The issue of dealing effectively with the SAT problem is popular in diverse fields due to both the existence of natural SAT encodings for many relevant problems, and the availability of powerful SAT solvers. Such solvers have been successfully used to build tools for planning, knowledge representation, automatic theorem proving and formal verification.
We classify the efficiently solvable classes of SAT into two categories - Clausal properties (e.g. Horn formulas, 2-SAT formulas) and Structural properties (e.g. balanced formulas, formulas of bounded treewidth).
We distinguish between clausal properties and structural properties, in terms of polynomial solvable subsets of formula instances, and explore how we can combine them to obtain a new polynomial solvable subset of formula instances.
We introduce some polynomial solvable classes of SAT known from the literature such as the Horn class, the 2-SAT class, the balanced formulas class and the formulas of a bounded treewidth class.

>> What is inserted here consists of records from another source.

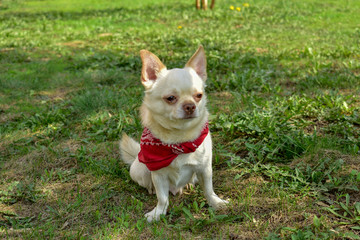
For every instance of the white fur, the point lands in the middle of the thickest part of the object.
(170, 124)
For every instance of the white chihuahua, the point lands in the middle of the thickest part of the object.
(175, 148)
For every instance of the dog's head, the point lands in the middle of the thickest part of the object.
(176, 94)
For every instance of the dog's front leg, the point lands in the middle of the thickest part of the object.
(205, 179)
(161, 183)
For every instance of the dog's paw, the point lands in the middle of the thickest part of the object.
(154, 215)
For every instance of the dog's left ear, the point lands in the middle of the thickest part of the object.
(198, 63)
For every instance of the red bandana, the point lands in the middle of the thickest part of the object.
(156, 154)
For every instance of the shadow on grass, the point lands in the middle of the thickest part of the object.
(68, 148)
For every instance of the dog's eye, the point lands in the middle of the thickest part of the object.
(198, 97)
(170, 99)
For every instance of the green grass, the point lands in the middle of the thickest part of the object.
(284, 87)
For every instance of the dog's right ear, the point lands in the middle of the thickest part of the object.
(151, 68)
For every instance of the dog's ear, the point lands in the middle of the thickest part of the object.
(198, 63)
(151, 67)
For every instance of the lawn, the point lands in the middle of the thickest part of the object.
(284, 99)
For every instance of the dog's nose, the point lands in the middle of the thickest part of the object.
(189, 108)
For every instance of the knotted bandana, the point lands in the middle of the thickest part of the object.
(155, 154)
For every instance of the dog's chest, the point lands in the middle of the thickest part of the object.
(182, 169)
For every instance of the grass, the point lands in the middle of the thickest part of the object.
(283, 96)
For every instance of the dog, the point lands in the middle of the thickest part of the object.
(176, 147)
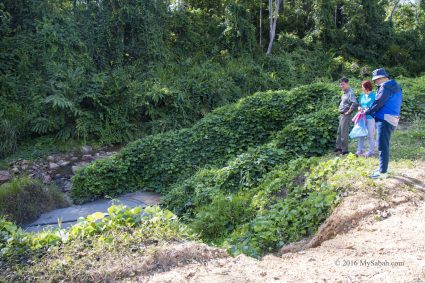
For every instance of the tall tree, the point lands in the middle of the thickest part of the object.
(273, 17)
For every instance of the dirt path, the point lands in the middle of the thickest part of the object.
(377, 240)
(394, 248)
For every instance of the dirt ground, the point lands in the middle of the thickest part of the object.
(370, 237)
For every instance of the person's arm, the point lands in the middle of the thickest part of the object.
(380, 100)
(354, 104)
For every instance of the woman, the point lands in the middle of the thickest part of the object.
(366, 100)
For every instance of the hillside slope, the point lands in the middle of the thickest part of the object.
(386, 231)
(379, 223)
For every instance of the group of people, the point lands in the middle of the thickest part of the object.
(382, 109)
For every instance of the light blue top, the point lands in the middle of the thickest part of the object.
(366, 101)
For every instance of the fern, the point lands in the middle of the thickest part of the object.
(8, 134)
(58, 101)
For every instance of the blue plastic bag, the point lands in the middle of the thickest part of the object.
(360, 128)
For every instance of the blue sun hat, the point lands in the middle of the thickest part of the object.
(379, 73)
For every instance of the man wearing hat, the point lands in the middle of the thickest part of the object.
(386, 111)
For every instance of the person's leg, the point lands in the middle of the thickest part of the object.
(345, 131)
(338, 145)
(384, 136)
(360, 146)
(371, 128)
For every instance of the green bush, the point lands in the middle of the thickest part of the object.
(413, 98)
(23, 199)
(242, 173)
(224, 214)
(153, 225)
(158, 161)
(311, 134)
(305, 206)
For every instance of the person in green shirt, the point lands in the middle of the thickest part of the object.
(348, 104)
(366, 100)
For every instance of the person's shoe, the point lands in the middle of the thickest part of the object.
(378, 175)
(359, 153)
(369, 154)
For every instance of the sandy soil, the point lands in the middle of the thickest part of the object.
(368, 238)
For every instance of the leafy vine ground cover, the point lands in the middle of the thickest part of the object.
(242, 165)
(267, 191)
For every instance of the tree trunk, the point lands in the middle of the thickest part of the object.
(273, 16)
(261, 24)
(396, 3)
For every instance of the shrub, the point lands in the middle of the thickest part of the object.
(23, 199)
(310, 134)
(123, 223)
(297, 215)
(242, 173)
(158, 161)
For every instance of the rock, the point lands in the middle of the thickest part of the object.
(67, 187)
(4, 176)
(75, 168)
(53, 166)
(47, 179)
(63, 163)
(86, 149)
(87, 157)
(78, 166)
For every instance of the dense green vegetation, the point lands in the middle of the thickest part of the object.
(160, 160)
(111, 72)
(237, 170)
(232, 138)
(23, 199)
(154, 225)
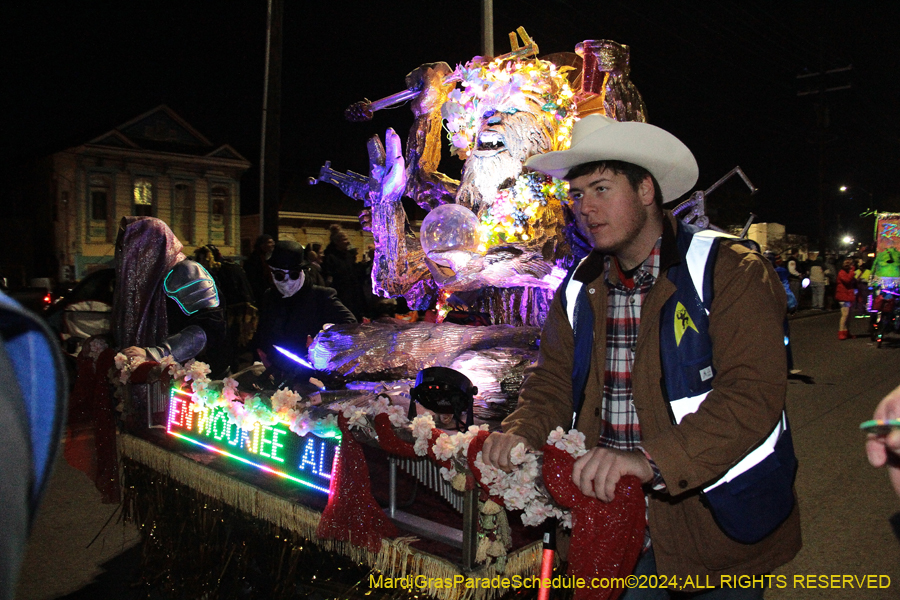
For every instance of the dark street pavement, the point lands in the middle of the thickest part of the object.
(846, 505)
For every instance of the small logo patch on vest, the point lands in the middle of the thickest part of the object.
(683, 322)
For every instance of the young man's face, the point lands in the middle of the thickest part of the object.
(608, 211)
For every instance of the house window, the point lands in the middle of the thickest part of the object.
(218, 218)
(99, 198)
(98, 209)
(143, 197)
(183, 212)
(219, 197)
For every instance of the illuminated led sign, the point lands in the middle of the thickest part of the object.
(307, 460)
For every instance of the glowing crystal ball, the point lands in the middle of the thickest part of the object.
(449, 227)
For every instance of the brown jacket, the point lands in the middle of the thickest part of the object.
(748, 395)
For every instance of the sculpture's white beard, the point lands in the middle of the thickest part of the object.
(522, 135)
(483, 176)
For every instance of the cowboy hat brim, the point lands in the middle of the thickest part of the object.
(597, 137)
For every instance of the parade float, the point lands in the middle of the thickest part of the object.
(882, 304)
(233, 482)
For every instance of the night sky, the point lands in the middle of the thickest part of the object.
(721, 76)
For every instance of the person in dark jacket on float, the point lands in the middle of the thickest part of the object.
(294, 310)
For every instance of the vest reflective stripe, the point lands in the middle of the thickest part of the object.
(573, 288)
(698, 255)
(581, 317)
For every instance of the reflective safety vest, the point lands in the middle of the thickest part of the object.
(756, 495)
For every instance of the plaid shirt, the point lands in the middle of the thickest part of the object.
(620, 428)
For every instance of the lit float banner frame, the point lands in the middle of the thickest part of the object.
(273, 449)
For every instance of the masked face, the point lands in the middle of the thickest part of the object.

We distinguish between clausal properties and structural properties by using Schaefer dichotomy theorem, and by showing as an example that balanced formulas and formulas of a bounded treewidth are not clausal properties. We examine the relations between some easy classes and between some easy classes and known algorithms for solving SAT such as Eyal Amir and Sheila McIlraith's algorithm and the algorithms for solving SAT of a formula given its backdoor set. We show that the subset of formulas which can be given as a primal graph such that each internal node of its tree decomposition is small and each leaf node is either small or polynomially solvable, is a polynomial solvable class of SAT. We show that by providing a polynomial time algorithm for solving SAT in this case. We also show that the algorithm we provided does not perform well for the subset of formulas which can be given as a primal graph such that each node of its tree decomposition is either small or polynomially solvable. Finally, we provide a polynomial time algorithm for solving SAT for a formula which has a mixed disjoint strong backdoor set of size at most k.